O Relatório Anual Socioeconômico da Mulher de 2025
(Raseam 2025) aponta que, em 2024, foram registrados 1.450 feminicídios, 2.485
homicídios dolosos de mulheres e 71 mil estupros de mulheres. Além disso, o
Atlas da Violência do Ipea mostra que 39,4 mil homens foram vítimas de
homicídio em 2023.
A exposição direta ou indireta à violência, seja
através de assaltos, tiroteios ou agressões, pode desencadear transtornos como
o Transtorno de Ansiedade, Estresse Pós-Traumático (TEPT), fobias e ataques de
pânico. A constante sensação de insegurança impõe um estado de hipervigilância,
permeado pela paranoia e pelo medo da morte e da violência, afetando a forma
como os cidadãos interagem no espaço público.
O receio de ser assaltado, a preocupação em
proteger-se no transporte público e o medo de vivenciar assédio são exemplos
concretos do impacto da violência na saúde mental cotidiana. A erosão da
confiança nas relações interpessoais emerge como um dos dramas existenciais
mais severos em países marcados pela violência.
O sistema está nos adoecendo?
A incerteza econômica, o desemprego, a inflação e a
dificuldade em garantir as necessidades básicas também impactam na saúde
mental. A ausência de um suporte governamental robusto que ofereça um mínimo
senso de amparo intensifica a ansiedade ligada ao medo do fracasso profissional
e do colapso emocional.
De acordo com dados do Ministério da Previdência
Social, o número de afastamentos por ansiedade e depressão no Brasil em 2024 é
o maior da última década, com cerca de 472.328 afastamentos. Em 2023, foram
cerca de 278 mil, o que revela um aumento de 68% e estabelece a importância de
um debate sobre a relação do trabalhador com a atividade laboral.
A pressão para manter a sobrevivência impede a expressão
de fragilidades, podendo culminar em transtornos de ansiedade nos quais o medo
da impotência e a perda da esperança se tornam avassaladores.

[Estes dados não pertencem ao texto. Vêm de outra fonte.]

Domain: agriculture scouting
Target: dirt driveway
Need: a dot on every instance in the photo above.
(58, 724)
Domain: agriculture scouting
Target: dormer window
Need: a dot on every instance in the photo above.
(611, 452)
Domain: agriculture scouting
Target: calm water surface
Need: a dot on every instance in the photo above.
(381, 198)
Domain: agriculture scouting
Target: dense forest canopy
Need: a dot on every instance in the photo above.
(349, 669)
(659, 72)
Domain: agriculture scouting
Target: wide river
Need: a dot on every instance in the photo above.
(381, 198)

A falta de
confiança em um suporte externo expõe o indivíduo a uma sensação de desamparo
paradoxal em um sistema que, teoricamente, deveria protegê-lo.
Na teoria, o trabalho deveria promover alguma uma
fonte de realização pessoal, mas, na prática, a sociedade é dividida entre
aqueles que mandam, pensam, concebem, inventam e os que obedecem e executam
ordens. Se determinadas atividades laborais fossem tão toleráveis e desejáveis
assim, os seres humanos não teriam inventado a estrutura de classes, a
exploração de mão de obra, a escravidão e a robotização.

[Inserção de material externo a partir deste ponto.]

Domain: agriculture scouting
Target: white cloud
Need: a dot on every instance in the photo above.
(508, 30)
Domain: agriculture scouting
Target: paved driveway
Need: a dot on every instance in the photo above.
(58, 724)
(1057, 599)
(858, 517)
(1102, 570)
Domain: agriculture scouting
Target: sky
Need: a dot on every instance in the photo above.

A realidade do atendimento
psicológico no Brasil
O acesso aos tratamentos psicológicos e
psiquiátricos no Brasil ainda está longe do ideal. A cobertura da Rede de
Atenção Psicossocial (RAPS), dos Centros de Atenção Psicossocial (CAPS) e do
Sistema Único de Saúde (SUS) é limitada e desigual, afetando especialmente as
populações de baixa renda que não possuem recursos para arcar com tratamentos
particulares.
O Relatório Saúde Mental em Dados nº 13 do
Ministério da Saúde, publicado em fevereiro de 2025, retrata que existem 3.019
unidades do CAPS no país, porém, regiões como o Norte, Centro-Oeste e Sudeste
contam com 0,79, 0,81 e 1,12 CAPS a cada 100 mil habitantes, respectivamente.
A desproporção entre o número de pacientes e a
disponibilidade de profissionais qualificados resulta em longas filas de
espera, retardando o acesso a cuidados essenciais. Soma-se a isso a preocupante
proliferação de formações "express" na área da saúde mental,
levantando questionamentos sobre a qualificação técnica de alguns
profissionais.
Outro desafio complexo reside no fenômeno da "psiquiatrização".

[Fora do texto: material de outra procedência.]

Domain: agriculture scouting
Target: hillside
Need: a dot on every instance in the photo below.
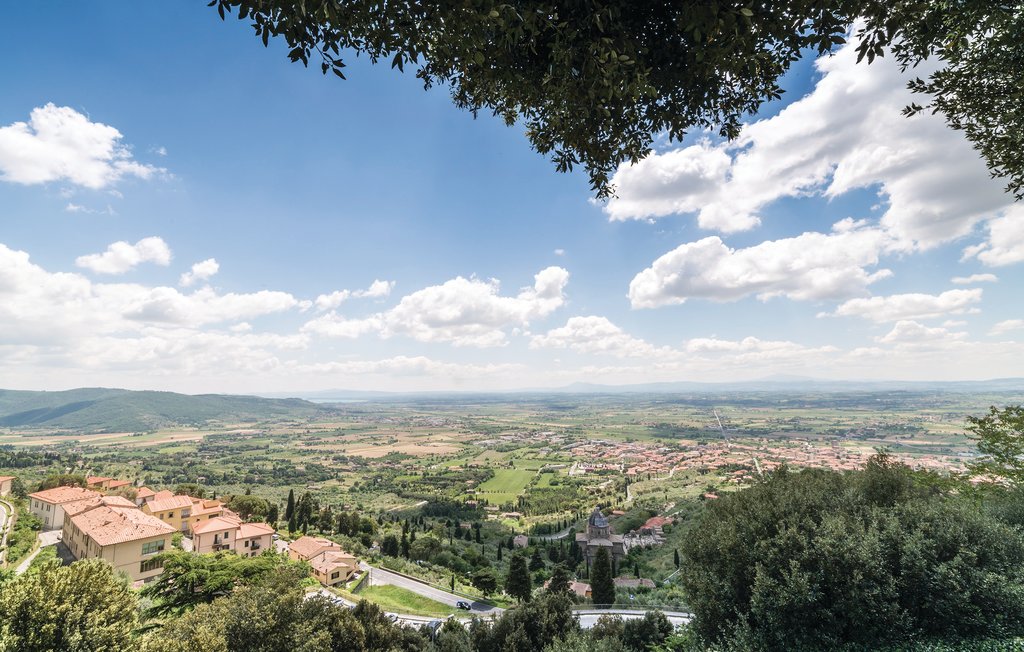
(97, 409)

Embora a popularização da psiquiatria e o acesso à teleconsulta representem
avanços, uma parcela de profissionais têm adotado abordagens excessivamente
medicalizantes.
Consultas breves, anamneses superficiais e a
prescrição de medicamentos sem a devida consideração da psicoterapia
transformam pacientes em meros números em uma linha de produção, muitas vezes
saindo com rótulos diagnósticos estigmatizantes e sem o suporte
psicoterapêutico necessário para abordar as raízes de seu sofrimento. Essa
prática representa um fracasso ético e técnico, desperdiçando a oportunidade de
oferecer um cuidado integral e efetivo.
Superar o preconceito em relação à terapia é
importante para transformar o cuidado psicológico em um serviço de saúde
acessível e naturalizado no Brasil. Isso implica em desconstruir a ideia de que
dificuldades psicológicas são sinônimo de fraqueza, falha moral ou ausência de
fé. Como sabiamente observou Freud, talvez fôssemos mais saudáveis se
tivéssemos "permanecido menos perfeitos".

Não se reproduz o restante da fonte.